With a surface area of over 200 m²/g, Activated alumina is commonly used as a desiccant and a filter of fluoride, arsenic and selenium in drinking water. It is made of aluminium oxide (alumina; Al2O3) and has a very high surface-area-to-weight ratio due to its tunnel-like pores.
Activated alumina is used for several adsorbent and catalyst applications such as the adsorption of catalysts in polyethylene production and in hydrogen peroxide production. It also acts as a selective adsorbent for chemicals such as arsenic, fluoride, in sulphur removal from gas streams (Claus Catalyst process).
Being highly adsorbent, water vapour in water and gases sticks to the Activated Alumina itself. The water molecules will then be trapped in the alumina. Handlers can release the trapped water molecules by heating the desiccant to ~200 °C.

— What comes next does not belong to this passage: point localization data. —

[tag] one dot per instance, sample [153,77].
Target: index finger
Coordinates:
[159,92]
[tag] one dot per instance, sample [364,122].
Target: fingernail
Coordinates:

Activated alumina is also widely used to remove fluoride from drinking water. Its filters can easily reduce fluoride levels from 10.0 ppm to less than 1.0 ppm. The amount of fluoride leached from the water being filtered depends on how long the water is actually touching the alumina filter media. When the amount of alumina in the filter increases, the amount of fluoride existing in the filtered water decreases. Lower temperature water, and lower pH water (acidic water) are filtered more effectively too. Ideal pH for treatment is 5.5, which allows for up to a 95% removal rate.
Activated alumina can also be used In high vacuum applications. It works as a charge material in fore-line traps to prevent oil generated by rotary vane pumps from back streaming into the system.